P – Que balanço faz destes 30 anos da Associação de Jogos Tradicionais da Guarda?
R- Pode ser visto pela quantidade de actividades que se desenvolvem um pouco por todo o distrito, em torno das práticas lúdicas tradicionais. Rara é a festa ou a aldeia que não tem o seu torneio de jogos tradicionais. Por aí, penso que o balanço é muito positivo. Aliás, o facto de ter sido pioneira levou a que no distrito da Guarda se pratiquem jogos que praticamente não se praticam noutro ponto do país, como a raiola, o panco ou a luta de tracção com corda.
P – Qual a prenda que desejaria receber neste aniversário?
R – Pelo trabalho desenvolvido, a associação e a população da Guarda merecem ter um museu do jogo. Esta era a prenda que gostaria que a associação pudesse ter. Não que lhe fosse oferecido, mas que a associação pudesse ver reconhecido o seu trabalho no âmbito da recolha e no empenho que tem posto na construção de brinquedos. Este projecto já tem teias de aranha. Estamos a tentar arranjar apoios, porque não é um projecto que se compadeça com amadorismos, mas penso que o espólio que já conseguimos reunir merecia ser visto e disponibilizado às pessoas. Era importante que pudesse ser criado um museu em que as peças fossem apenas museológicas, mas que em simultâneo fosse um museu activo e que permitisse, por exemplo, às crianças contactarem com jogos num espaço onde fosse possível brincar.

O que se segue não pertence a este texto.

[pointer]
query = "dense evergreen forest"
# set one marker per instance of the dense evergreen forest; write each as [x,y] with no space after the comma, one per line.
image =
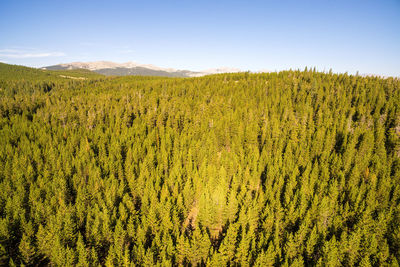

P – Mas o que é que falta, em concreto, para que esse projecto se concretize?
R – Falta vontade política. Não é uma crítica a nenhuma instituição em especial, mas este adiamento é o resultado de uma aposta que os sucessivos governos têm vindo a fazer, de privilegiar o desporto de alto rendimento. O desporto de recriação foi progressivamente sendo ostracizado, sobretudo a partir do início da década de 90. Parece ter sido uma opção estratégica, que esqueceu que, sobretudo aqui no interior, algumas das nossas populações praticam essencialmente jogos tradicionais. Penso que é a altura de se olhar este tipo de intervenção social como uma possibilidade de travar o esvaziamento das aldeias. Se for possível os jogos tradicionais servirem para “viciar” os jovens, penso estarmos a cumprir o nosso grande objectivo.
P – Os jogos tradicionais continuam a ter muitos praticantes na região?
R – Menos do que já tivemos, mas mais do que seria espectável em função do esvaziamento do Interior. Hoje é impensável realizar-se uma actividade com o impacto que teria há 20 anos, pela desertificação e porque há “concorrência desleal” por parte de outros desportos. É hoje muito mais agradável a um adolescente poder praticar BTT ou escalada – porque estão na moda, como já estiveram os jogos tradicionais nas décadas de 80 e 90 –, do que estar uma tarde a jogar à malha. No entanto, continuam a desenvolver-se grandes actividades ligadas aos jogos tradicionais. Mas o que mais nos interessa não é que haja uma grande actividade, mas que haja centenas de pequenas actividades. Actualmente, o plano de actividades da associação contempla mais de 100 por ano, a decorrer entre Março e Outubro.
P – Que argumentos utilizaria para atrair um jovem do século XXI a praticar jogos tradicionais?
R – Há muitas formas de os atrair. Uma delas passa pela inclusão na escola de uma verdadeira disciplina de formação cívica. Quando se inclui, num programa escolar, uma disciplina de formação cívica, mas não se permite que nessa disciplina haja uma componente regional, em que cada região pudesse motivar os seus jovens para a recuperação das suas tradições, e quando um jovem de uma aldeia já não sabe o que é um arado ou uma charrua, é porque as coisas não estão a correr bem.